I confess--I'm not a fan of his fiction. But I agree with what he said. I want more life in the fiction I read. I want mags that I don't skim half of. I want some new headliners. I want a beating heart. I want a little more spontaniety. I want some broken rules. I'll take a side of genre. I don't keep up with articles about the state of fiction as much as I should though.
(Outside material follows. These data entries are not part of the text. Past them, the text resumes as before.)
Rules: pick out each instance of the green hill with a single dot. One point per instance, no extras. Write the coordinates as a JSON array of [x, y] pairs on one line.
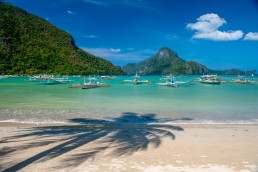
[[31, 45], [164, 62]]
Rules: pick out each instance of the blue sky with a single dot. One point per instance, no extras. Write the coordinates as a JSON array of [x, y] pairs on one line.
[[220, 34]]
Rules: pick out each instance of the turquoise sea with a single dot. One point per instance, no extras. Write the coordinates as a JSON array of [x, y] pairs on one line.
[[22, 101]]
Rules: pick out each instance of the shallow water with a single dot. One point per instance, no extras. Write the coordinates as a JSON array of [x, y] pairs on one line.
[[192, 102]]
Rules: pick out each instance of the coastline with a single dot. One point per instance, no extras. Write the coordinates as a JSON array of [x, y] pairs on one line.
[[128, 147]]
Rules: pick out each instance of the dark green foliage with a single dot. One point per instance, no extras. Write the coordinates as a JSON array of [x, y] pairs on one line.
[[164, 62], [31, 45]]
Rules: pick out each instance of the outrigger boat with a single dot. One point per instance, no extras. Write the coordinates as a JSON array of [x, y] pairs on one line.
[[210, 79], [93, 83], [243, 80], [136, 80]]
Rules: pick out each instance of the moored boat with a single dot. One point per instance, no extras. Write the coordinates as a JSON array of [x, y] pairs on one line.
[[136, 80], [210, 79]]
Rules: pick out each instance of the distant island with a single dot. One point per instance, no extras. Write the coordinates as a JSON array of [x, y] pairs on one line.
[[167, 61], [31, 45]]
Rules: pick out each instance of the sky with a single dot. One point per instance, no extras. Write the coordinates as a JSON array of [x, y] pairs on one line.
[[221, 34]]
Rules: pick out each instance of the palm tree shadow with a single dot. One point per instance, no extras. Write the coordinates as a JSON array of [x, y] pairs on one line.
[[124, 135]]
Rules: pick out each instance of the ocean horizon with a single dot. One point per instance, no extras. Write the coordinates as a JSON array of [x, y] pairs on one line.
[[190, 103]]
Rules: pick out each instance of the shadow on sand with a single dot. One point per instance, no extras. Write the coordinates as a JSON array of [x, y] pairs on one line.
[[86, 138]]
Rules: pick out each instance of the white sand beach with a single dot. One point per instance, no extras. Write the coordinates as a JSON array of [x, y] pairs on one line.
[[128, 147]]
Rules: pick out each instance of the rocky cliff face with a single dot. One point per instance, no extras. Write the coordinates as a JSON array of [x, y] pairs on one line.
[[163, 62]]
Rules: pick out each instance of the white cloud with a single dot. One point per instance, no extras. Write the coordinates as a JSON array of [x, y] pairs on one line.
[[207, 28], [69, 12], [115, 50], [219, 36], [207, 23], [251, 36]]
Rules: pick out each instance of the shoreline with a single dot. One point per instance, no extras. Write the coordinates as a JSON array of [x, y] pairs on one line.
[[128, 147]]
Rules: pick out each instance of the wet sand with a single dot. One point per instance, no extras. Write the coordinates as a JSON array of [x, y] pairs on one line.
[[128, 147]]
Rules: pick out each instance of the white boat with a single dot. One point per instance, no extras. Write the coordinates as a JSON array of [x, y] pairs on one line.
[[93, 83], [168, 81], [243, 80], [107, 77], [136, 80], [210, 79]]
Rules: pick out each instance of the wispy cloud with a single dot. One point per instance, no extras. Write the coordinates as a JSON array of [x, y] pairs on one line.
[[207, 28], [253, 36], [120, 57]]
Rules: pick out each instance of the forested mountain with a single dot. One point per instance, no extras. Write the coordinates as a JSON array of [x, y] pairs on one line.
[[31, 45], [164, 62]]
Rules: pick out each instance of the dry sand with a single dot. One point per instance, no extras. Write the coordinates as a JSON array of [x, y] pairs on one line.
[[128, 147]]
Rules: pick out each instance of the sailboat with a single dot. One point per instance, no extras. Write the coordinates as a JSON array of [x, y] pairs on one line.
[[93, 83], [243, 80], [168, 81], [210, 79], [136, 80]]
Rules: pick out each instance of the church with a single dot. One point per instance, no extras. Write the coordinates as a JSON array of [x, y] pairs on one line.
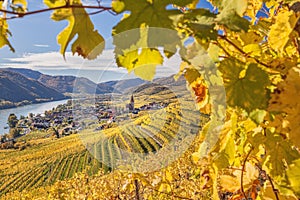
[[130, 106]]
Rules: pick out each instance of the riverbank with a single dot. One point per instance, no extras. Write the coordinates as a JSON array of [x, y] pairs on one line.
[[8, 104], [37, 108]]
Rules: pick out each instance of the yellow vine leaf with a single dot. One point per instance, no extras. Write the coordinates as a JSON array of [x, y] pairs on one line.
[[281, 29], [143, 64], [267, 193], [293, 174], [246, 88], [232, 183], [284, 100], [165, 187], [4, 33]]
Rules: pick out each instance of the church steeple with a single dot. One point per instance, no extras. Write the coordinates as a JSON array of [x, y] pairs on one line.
[[132, 99], [131, 104]]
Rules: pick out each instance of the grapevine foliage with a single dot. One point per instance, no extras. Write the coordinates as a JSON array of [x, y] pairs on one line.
[[255, 45]]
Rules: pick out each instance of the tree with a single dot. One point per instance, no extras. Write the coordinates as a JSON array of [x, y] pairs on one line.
[[250, 47], [14, 133], [12, 120]]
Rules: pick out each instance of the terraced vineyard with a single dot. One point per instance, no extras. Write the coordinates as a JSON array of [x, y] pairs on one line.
[[47, 160], [144, 137], [43, 164]]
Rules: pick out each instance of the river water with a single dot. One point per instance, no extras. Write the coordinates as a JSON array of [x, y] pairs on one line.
[[25, 110]]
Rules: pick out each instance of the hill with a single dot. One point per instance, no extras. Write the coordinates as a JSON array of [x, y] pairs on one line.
[[72, 84], [66, 84], [17, 89], [124, 85]]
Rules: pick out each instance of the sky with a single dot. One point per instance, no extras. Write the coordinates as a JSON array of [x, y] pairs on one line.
[[34, 39]]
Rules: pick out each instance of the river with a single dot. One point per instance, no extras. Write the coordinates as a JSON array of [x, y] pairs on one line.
[[25, 110]]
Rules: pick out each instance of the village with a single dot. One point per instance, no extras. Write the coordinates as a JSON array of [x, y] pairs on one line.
[[76, 115]]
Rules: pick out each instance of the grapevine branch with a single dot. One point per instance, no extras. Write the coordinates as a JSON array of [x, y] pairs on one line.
[[20, 15], [242, 175], [241, 51]]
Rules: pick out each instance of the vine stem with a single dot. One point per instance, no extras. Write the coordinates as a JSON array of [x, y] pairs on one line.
[[241, 51], [19, 15], [242, 175]]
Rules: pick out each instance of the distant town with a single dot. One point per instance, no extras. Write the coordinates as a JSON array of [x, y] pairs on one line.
[[74, 116]]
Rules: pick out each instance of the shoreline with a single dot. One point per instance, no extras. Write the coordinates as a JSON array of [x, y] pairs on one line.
[[21, 104]]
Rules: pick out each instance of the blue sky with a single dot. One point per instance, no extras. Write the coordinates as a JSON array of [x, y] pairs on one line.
[[34, 39]]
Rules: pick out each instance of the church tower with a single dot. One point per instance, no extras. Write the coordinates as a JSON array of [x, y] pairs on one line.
[[131, 104]]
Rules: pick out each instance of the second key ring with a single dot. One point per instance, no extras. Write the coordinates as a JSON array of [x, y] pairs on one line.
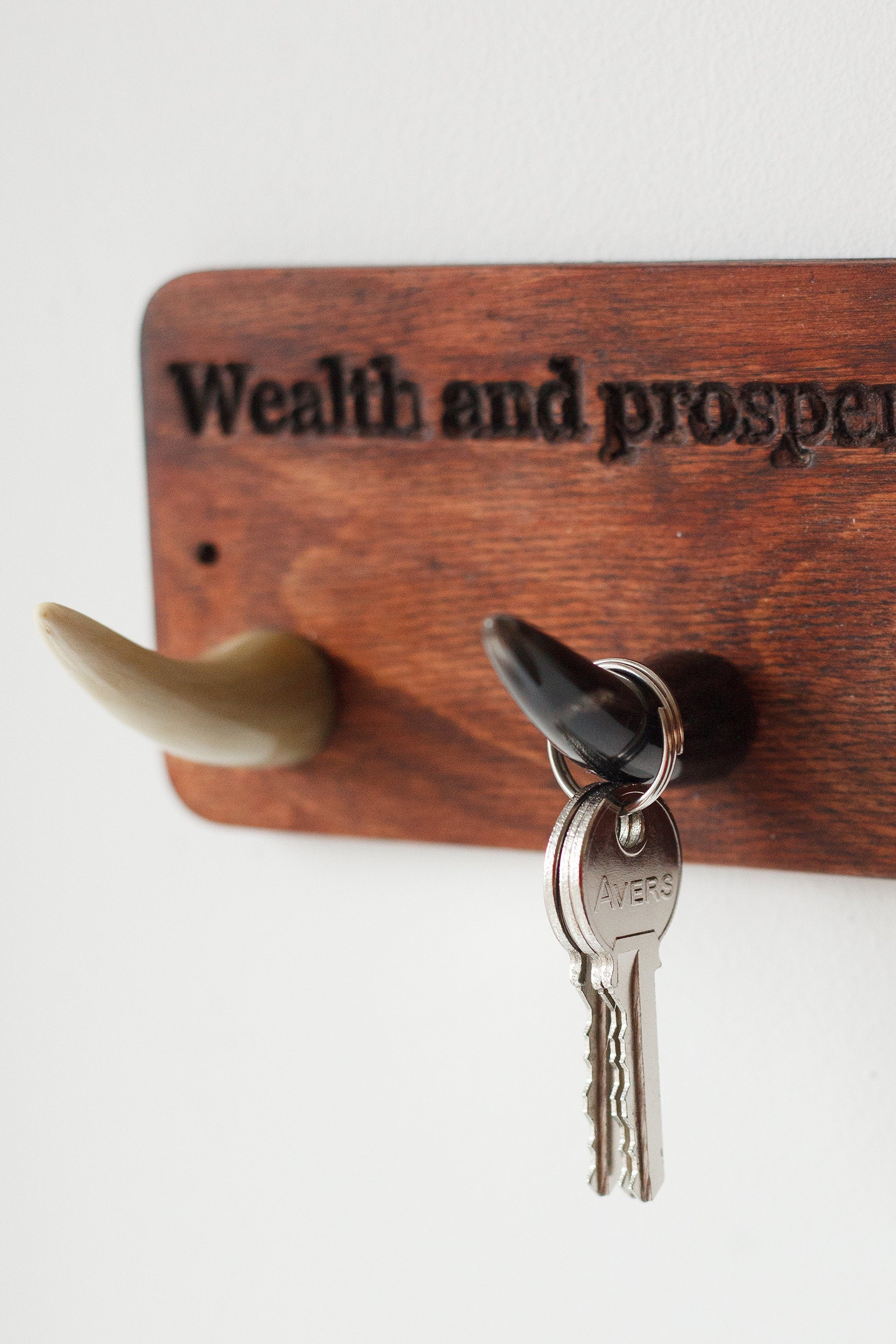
[[673, 736]]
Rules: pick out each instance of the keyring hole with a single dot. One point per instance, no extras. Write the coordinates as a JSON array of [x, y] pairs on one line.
[[630, 832]]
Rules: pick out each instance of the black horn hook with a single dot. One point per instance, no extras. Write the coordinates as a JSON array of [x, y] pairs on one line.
[[610, 725]]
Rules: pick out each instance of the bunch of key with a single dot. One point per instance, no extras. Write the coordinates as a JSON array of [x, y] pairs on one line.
[[612, 874]]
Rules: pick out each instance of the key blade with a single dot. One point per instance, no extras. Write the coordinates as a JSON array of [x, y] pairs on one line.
[[637, 961]]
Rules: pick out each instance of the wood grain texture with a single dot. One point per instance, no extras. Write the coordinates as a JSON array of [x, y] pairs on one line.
[[390, 551]]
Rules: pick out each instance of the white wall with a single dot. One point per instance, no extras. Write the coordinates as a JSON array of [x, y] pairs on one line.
[[265, 1088]]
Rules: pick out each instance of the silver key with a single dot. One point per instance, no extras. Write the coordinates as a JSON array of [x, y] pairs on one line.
[[618, 882], [601, 1109]]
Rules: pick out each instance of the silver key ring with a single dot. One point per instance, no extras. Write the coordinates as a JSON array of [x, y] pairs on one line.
[[673, 737]]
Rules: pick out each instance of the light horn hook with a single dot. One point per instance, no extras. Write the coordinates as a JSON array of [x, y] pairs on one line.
[[261, 699]]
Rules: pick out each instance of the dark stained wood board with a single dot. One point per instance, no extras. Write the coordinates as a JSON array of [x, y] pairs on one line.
[[392, 550]]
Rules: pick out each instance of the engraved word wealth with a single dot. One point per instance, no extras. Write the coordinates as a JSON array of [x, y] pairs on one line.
[[634, 893], [377, 400]]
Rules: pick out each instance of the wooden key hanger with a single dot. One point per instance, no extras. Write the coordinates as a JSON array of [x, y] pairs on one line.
[[685, 465]]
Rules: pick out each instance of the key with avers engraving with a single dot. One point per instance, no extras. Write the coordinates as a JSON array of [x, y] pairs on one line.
[[585, 974], [617, 879], [612, 870]]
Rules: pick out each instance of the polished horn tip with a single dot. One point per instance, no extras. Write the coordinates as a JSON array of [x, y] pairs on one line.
[[263, 699]]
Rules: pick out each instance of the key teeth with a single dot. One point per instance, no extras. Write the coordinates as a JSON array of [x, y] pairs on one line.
[[621, 1074], [579, 975]]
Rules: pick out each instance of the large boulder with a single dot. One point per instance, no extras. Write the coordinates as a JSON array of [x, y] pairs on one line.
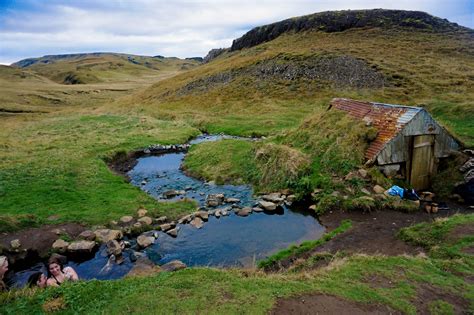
[[173, 266], [214, 200], [197, 222], [244, 211], [87, 235], [126, 219], [145, 240], [161, 220], [15, 244], [186, 219], [141, 212], [202, 214], [105, 235], [170, 194], [267, 205], [81, 247], [167, 226], [145, 220], [143, 267], [114, 248], [273, 197], [173, 232]]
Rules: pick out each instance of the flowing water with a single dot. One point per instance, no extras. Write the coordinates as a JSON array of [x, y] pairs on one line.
[[228, 241]]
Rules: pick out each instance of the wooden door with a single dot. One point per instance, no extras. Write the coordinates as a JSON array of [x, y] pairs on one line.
[[422, 161]]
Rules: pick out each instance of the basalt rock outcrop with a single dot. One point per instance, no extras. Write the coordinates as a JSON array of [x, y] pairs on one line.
[[339, 71], [338, 21]]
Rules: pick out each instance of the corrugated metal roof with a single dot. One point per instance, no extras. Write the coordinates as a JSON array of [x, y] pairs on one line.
[[388, 119]]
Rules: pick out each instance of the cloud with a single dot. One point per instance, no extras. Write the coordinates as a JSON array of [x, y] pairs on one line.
[[180, 28]]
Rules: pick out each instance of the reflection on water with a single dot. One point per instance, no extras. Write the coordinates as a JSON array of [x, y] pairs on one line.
[[222, 242]]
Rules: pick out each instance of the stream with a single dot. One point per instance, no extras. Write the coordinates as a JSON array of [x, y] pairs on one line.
[[227, 241]]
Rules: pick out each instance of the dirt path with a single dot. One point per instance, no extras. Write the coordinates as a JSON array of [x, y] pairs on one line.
[[326, 304], [376, 232]]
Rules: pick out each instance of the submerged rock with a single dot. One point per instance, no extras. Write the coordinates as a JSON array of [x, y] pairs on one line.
[[146, 220], [143, 267], [232, 200], [105, 235], [267, 205], [126, 219], [214, 200], [173, 232], [84, 247], [141, 212], [170, 194], [197, 222], [202, 214], [87, 235], [15, 244], [114, 248], [244, 211], [60, 246], [161, 220], [145, 241], [173, 266], [273, 197], [165, 227]]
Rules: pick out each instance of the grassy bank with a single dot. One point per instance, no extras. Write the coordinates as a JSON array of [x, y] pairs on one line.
[[55, 166], [297, 250], [400, 284]]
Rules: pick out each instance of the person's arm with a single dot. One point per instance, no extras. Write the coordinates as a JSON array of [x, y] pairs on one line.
[[72, 273], [51, 283]]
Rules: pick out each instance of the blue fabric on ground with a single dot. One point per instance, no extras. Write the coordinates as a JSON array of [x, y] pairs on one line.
[[396, 191]]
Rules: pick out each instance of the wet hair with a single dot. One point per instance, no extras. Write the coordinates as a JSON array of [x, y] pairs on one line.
[[3, 260], [55, 260], [33, 279]]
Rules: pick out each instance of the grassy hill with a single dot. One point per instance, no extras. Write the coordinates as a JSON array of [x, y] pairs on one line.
[[102, 67], [280, 88], [274, 81], [302, 70]]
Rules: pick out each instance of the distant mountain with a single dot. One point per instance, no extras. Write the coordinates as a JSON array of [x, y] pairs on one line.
[[338, 21], [398, 57], [101, 66]]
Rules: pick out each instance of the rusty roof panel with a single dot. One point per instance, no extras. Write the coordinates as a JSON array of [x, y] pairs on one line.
[[388, 119]]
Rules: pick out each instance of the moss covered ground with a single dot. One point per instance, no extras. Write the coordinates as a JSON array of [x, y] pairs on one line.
[[400, 282]]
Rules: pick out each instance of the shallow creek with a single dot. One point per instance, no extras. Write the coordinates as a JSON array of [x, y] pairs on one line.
[[228, 241]]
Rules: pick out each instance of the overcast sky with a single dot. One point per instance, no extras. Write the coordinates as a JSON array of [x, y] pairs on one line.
[[33, 28]]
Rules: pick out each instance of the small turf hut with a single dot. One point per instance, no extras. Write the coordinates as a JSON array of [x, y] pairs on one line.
[[409, 141]]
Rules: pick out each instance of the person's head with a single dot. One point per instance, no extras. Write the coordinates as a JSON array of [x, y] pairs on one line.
[[55, 267], [37, 279], [3, 266]]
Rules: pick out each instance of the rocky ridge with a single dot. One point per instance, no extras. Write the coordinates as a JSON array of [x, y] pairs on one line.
[[339, 71], [338, 21]]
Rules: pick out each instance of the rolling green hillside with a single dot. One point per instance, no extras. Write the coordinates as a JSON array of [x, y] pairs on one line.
[[296, 72], [102, 67], [64, 117]]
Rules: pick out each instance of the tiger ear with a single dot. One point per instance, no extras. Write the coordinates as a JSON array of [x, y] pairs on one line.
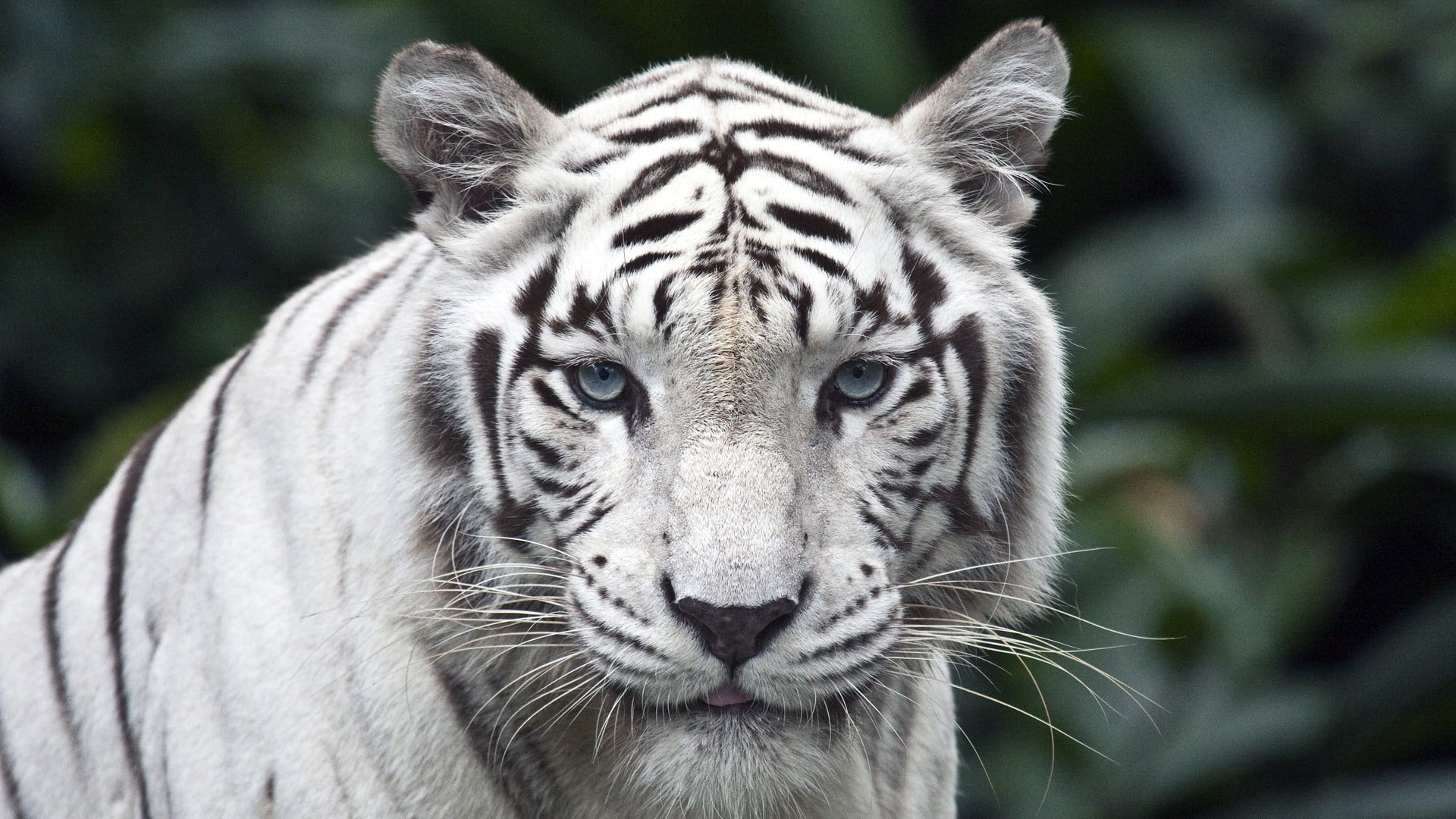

His argument is confusing to me, is all. It seems like:
1. Short-story artists are destined for relative obscurity?
2. Only writers read literary magazines (hack writers read to emulate, who knows what the artists are doing at this point)
3. Stories getting published (by non short-story artists?) are airless/self-referential
4. This is not the fault of the true artists, who are toiling in relative obscurity
5. Who's fault is it? It is a mystery
I agree with your sentiment, Abby, and I bet King would too, but what's to be done? He had the chance to call some editors out and say that Gulf Coast should be half as long and that this or that specific aesthetic sucks, naming names, and he blew his chance.
It was soft. If the man wrote this essay in the same state in which he wrote Cujo, shit would be different. There would be a rending of garments. Editors weeping in shallow ditches they dug themselves. Serious.
i don't know. i think that if someone other than king wrote this piece, i'd have completely disregarded it. like - say, rick moody, or rick bass, or ron carlson - any of the golden boys running the literary scene these days. i'm with carmen - i've read this a million times. it's an idea that has become a truth i've come to take for granted. i kind of live with this. we all kind of live with this, because we're the ones sending out to these journals.
but the fact that it was/is king, complicated the whole thing for me. who is he, writing about lit mags? who is he, getting a story in my favorite mcsweeney's anthology? who is he, seriously publishing a novel about another fucking madman who lives on the blurry side of your water glass? who is he, writing a column for EW?
i don't mean this in any kind of judgy way. he's obviously wildly popular and successful. i just mean, who is he?
I feel like King's trying a little too much to ingratiate himself to/with the literati. Probably it raised some eyebrows that King was even chosen to edit BASS. I think I want to believe his humility, but I don't. It feels like a ploy.